Milei: Cuando la forma derrota al fondo
Andrés Vander Horst
En política, no todas las derrotas pesan igual. La que sufrió Javier Milei en la provincia de Buenos Aires no se mide solo en números: es un golpe a la columna vertebral de su proyecto. Allí habita casi el cuarenta por ciento del electorado argentino y, con ello, la llave simbólica de la gobernabilidad. Perder en ese territorio no es un tropiezo menor; es una señal de alarma que anuncia que el piso de legitimidad comienza a resquebrajarse.
Las explicaciones inmediatas son conocidas. El escándalo de corrupción que salpicó a su entorno íntimo quebró la narrativa del outsider incorruptible. Los costos sociales de un ajuste feroz golpearon el salario, el empleo y la vida cotidiana con una rapidez implacable. Y el impacto simbólico de la derrota en el distrito más influyente fortaleció a la oposición y abrió dudas sobre la viabilidad de sus reformas. Sin embargo, ninguno de estos factores por sí solo explica el deterioro de su liderazgo.
Lo que erosiona a Milei es un elemento más sutil y a la vez más devastador: las formas. En política, el fondo tiene peso, pero son las formas las que deciden si el pueblo lo acepta o lo rechaza. El estilo es en la política lo que la respiración al cuerpo: apenas se nota cuando fluye, pero sofoca cuando se interrumpe. Y es justamente ahí donde Milei ha convertido su mayor atributo electoral en un obstáculo de gobierno.
Durante la campaña, su personaje desafiante, agresivo y teatral resultaba funcional. Esa voz altisonante, ese gesto irreverente, esa furia contra el statu quo eran percibidos como autenticidad frente a una clase política agotada y desprestigiada. El insulto parecía valentía, la intolerancia se leía como intransigencia moral. Su performance agitadora era parte del atractivo: un rebelde que prometía dinamitar los privilegios de siempre.

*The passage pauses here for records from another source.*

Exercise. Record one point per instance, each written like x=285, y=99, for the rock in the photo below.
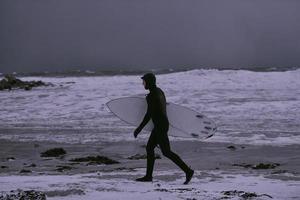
x=140, y=156
x=10, y=81
x=63, y=168
x=266, y=166
x=231, y=147
x=23, y=195
x=243, y=165
x=243, y=195
x=32, y=165
x=95, y=160
x=258, y=166
x=53, y=152
x=23, y=171
x=10, y=158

Pero gobernar no es lo mismo que agitar. La presidencia exige serenidad, templanza, oficio de escucha. Requiere la habilidad de inspirar confianza no solo en los convencidos, sino también en quienes dudan. Milei nunca hizo la transición del candidato incendiario al estadista que construye consensos. Trasladó la retórica del atril al sillón de Rivadavia, confundiendo la confrontación con la conducción. Lo que en campaña era irreverencia hoy suena a intolerancia; lo que antes se entendía como franqueza ahora se percibe como soberbia intelectual.
La historia enseña que el ego desbocado es una enfermedad terminal del poder. Los líderes que trascienden son los que aprenden a domesticarlo. Reagan, con una agenda igualmente liberal en lo económico, supo aplicar reformas profundas sin descuidar la comunicación optimista y cercana. Era “el gran comunicador” no porque gritara más fuerte, sino porque transmitía esperanza. Incluso frente a la Unión Soviética combinó firmeza con humor, convicción con humildad, mostrando que la forma puede sostener al fondo y no derrotarlo.
En Milei ocurre lo contrario. “La forma Milei” se ha convertido en su talón de Aquiles. Si no comprende que la política es, antes que nada, convivencia y respeto, su capital político se agotará mucho antes de que sus reformas muestren frutos. El poder, por naturaleza, desgasta; pero el desdén y la arrogancia, más que acelerar ese desgaste, lo convierten en ruina anticipada.